The Long Run

Dec. 27, 2011
In 1969, Cape Cod Hospital (CCH) elected to go with a fledgling computer company, Meditech Information Technology, which emerged from nearby Massachusetts General Hospital (MGH) and Massachusetts Institute of Technology.

A look back 20 years ago at “U.S. Healthcare” magazine (August, 1989):

In 1969, Cape Cod Hospital (CCH) elected to go with a fledgling computer company, Meditech Information Technology, which emerged from nearby Massachusetts General Hospital (MGH) and Massachusetts Institute of Technology. Meditech's two founding employees - Neal Pappalardo and Larry Polimeno - sold their dictionary-based LIS with the proviso that CCH could “pull the plug” with 30 days notice if things went south. The system originally ran on a teletype machine over a dial-up phone line via an acoustic coupler, time-sharing on a DEC PDP-15 running MGH's Utility Multi-Programming System (MUMPS) at the Meditech facility in Cambridge. (Few people know Meditech started out as a generic programming company in the ′70s, writing software for phone directories, Sheraton hotels, and even the NYC prison system! CCH and other hospital early adopters led them to concentrate on healthcare.)
  • 1971 - CCH converted to Meditech's “MIIS,” the vendor's proprietary variant of MUMPS, and added four Infoton “Vistar” CRTs and two slaved character printers (UNIVAC DCT-500). It took a full minute to print a single patient summary report (about as long as the response time in some of today's under-configured systems!).

  • 1979 - CCH converted to another generation of the LIS and Meditech's new MIIS (Standard) operating system, which ran on a Data General Eclipse C330.

  • 1984 - CCH replaced its shared financial system with Meditech's complete MAGIC “HCIS” system running on five DG MV6000 minicomputers, with 300 devices and five gigabytes of storage. Plans were to move to DG's new RISC machines in the future (MV10000 series).

  • 2009 - Fast forward to today: CCH is still on Meditech, but has embarked on a system selection process to potentially replace it. Sad ending to an amazing saga, but, who knows, when the CCH visionaries see Meditech's new “Release 6,” with the new Focus language replacing Magic, they may yet stay in the fold.

An update on Meditech's executives: Neal Pappalardo is still there working every day, programming his heart out in Focus. Larry Polimeno is an extremely active COO, while Howard Messing (a relative Johnny-come-lately, vintage 1972) is president. The company has shown amazing longevity in the C-suite compared to some of today's vendors. Unlike HIT vendor executives with a cult-like status, Neal shuns the spotlight. Last year was a tough year for Meditech's investments (just like mine), which usually contribute large sums to their corporate earnings. In an incredible display of honor all too rare in the corporate world, Neal voluntarily passed on his (sizeable) 2009 bonus check, taking personal responsibility for the shortfall in investment income. Are you listening, Wall Street? Neal, you're my hero!

Featured Ad: GTE bragged in a full-page ad about its executive team spending 30,000 hours searching for an HIS to acquire, before settling on MedSeries4, which was acquired from Intermountain Healthcare in October of 1988. GTE claims to have met with 30 healthcare consultants and read 20 industry reports before making the buy, which brought the organization 150 hospital clients on the IBM AS/400-based system. Gee!

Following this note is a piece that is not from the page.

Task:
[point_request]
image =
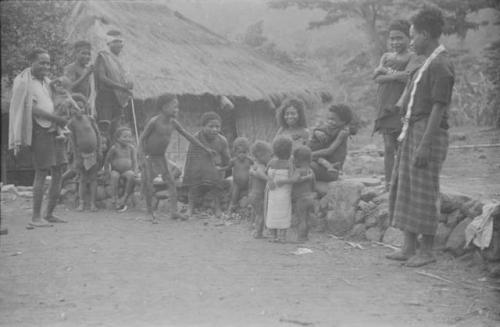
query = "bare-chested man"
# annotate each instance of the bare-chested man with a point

Fast forward to 2009, and what's become of MedSeries 4? It was acquired by SMS in 1994 as an “If you can't-beat 'em, join 'em” response to the turnkey mini revolution that was weakening shared system sales. SMS' superb sales and marketing team has sold another 250 hospitals since then, with MedSeries' client base totaling 400 hospitals today. With a new “WebConnect” physician portal and clinical front-end, it still competes well in the small to mid-size community hospital market, running on IBM's new pSeries hardware.